作者:六轩岛润人芙宁娜
这,是“创造”。一种,类似于“神”的创造。
对决结束的当晚,一个男人,悄然来到了“有味小馆”。
男人很年轻,戴着金丝眼镜,气质斯文,但脸色,却有一种病态的苍白。他的左臂,是一只,由精密发条与齿轮构成的、闪耀着金属光泽的“义肢”。
“鹿殇先生,你好。”男人微笑着,自我介绍道,“我叫朱利安。是‘神谕餐桌’的……‘程序员’。”
朱利安,曾是枫丹科学院,最年轻、也最出色的感官神经科学家。他还有一个身份——他曾是全枫丹,最崇拜鹿殇的、天赋异禀的青年厨师。
三年前,一场突如其来的实验室爆炸,摧毁了他的左臂,更可怕的是,永久性地,损伤了他大脑中,负责味觉与嗅觉的区域。
一个厨师,失去了他赖以生存的,最重要的两种感觉。
这,是比死亡,更残酷的刑罚。
在极致的绝望中,朱利安,没有倒下。他将自己所有的才华,都投入到了一个新的领域。既然自己,无法再“感受”味道,那么,他就要用自己的知识,去创造一个,能够“理解”并“创造”味道的“大脑”。
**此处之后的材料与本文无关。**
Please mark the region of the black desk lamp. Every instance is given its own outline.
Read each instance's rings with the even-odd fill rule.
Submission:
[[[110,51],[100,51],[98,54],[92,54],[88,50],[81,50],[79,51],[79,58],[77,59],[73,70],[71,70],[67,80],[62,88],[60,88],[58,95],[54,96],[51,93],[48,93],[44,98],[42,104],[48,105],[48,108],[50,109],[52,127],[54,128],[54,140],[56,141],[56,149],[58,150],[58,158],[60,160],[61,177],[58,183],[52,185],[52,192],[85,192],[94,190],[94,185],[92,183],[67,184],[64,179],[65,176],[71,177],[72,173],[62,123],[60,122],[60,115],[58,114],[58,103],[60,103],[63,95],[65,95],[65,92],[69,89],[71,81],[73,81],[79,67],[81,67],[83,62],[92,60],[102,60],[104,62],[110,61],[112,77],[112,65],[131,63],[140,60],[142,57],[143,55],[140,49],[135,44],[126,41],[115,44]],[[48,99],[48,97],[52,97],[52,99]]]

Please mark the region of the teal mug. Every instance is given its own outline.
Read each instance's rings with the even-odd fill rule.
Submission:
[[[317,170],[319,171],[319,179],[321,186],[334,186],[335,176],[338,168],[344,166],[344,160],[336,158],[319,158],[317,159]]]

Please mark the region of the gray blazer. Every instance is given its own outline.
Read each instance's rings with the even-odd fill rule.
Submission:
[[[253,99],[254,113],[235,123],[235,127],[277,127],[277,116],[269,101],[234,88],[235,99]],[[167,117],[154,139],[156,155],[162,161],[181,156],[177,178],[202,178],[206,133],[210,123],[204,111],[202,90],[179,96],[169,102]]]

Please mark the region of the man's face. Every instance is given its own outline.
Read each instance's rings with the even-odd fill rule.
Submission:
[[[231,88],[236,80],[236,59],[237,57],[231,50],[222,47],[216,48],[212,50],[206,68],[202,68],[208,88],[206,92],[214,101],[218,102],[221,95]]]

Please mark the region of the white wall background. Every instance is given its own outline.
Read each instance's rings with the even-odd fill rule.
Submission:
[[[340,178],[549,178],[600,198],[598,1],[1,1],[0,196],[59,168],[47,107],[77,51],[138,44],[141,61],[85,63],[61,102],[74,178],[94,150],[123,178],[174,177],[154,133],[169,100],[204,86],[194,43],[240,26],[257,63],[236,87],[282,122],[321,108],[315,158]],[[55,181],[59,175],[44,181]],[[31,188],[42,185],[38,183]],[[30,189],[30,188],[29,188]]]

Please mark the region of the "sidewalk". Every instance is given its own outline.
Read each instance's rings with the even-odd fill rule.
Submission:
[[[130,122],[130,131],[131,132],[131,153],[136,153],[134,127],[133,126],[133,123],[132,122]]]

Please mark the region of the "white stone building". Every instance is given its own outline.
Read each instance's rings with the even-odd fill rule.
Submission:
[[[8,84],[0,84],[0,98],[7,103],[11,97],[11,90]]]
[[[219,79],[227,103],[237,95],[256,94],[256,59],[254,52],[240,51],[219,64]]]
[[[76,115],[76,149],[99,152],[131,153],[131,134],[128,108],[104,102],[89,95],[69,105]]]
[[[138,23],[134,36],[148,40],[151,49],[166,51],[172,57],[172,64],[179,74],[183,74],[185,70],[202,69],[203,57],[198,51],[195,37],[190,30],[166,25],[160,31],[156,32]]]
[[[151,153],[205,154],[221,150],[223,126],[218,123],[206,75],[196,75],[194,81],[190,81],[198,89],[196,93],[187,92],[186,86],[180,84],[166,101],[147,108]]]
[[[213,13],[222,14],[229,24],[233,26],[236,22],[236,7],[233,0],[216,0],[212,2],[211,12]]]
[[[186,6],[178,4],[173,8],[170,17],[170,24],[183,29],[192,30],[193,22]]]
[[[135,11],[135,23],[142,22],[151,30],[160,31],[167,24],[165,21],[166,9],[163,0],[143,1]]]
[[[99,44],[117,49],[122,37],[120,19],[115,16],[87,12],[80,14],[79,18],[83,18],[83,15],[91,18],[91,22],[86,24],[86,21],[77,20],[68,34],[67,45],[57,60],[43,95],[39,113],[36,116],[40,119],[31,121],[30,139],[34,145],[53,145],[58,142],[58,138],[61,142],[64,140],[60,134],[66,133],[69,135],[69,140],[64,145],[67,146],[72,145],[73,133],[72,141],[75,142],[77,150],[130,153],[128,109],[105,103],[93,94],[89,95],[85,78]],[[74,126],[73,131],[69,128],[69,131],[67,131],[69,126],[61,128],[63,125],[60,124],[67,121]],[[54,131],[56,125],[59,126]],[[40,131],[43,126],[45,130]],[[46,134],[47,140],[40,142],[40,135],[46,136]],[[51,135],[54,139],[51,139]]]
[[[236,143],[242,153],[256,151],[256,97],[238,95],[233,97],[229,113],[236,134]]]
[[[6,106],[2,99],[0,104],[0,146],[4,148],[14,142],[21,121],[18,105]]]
他结合了枫丹的精密机械技术,须弥的生物工程学,甚至,还破解了部分,来自“万象明镜”的感官数据转录代码。
最终,他创造出了一个,他称之为“盖亚(GAIA)”的,人工智能系统。
“我将提瓦特大陆,有史以来,所有的食谱、所有的食材分子式、所有的风土报告、所有的美食评论……数以亿计的数据,都喂给了‘盖亚’。”朱利安的眼神里,闪烁着一种,混合了骄傲与疯狂的光芒,“然后,我给了它一个,最简单的指令——‘创造出,人类所能感知的,最完美的味道’。”
“盖亚”,做到了。
它通过分析全人类的基因图谱与神经反应模型,推演出了一套,能为每一个人,定制出“理论上最完美”的味觉刺激方案。然后,它再通过分子打印技术,将这些“方案”,以食物的形态,“打印”出来。
“神谕餐桌”的厨房里,那些机械臂,就是“盖亚”的双手。
而那些如同梦境般的菜肴,则是“盖亚”——这位数据之海的“造物主”,写给人类的,一首首,名为“完美”的诗篇。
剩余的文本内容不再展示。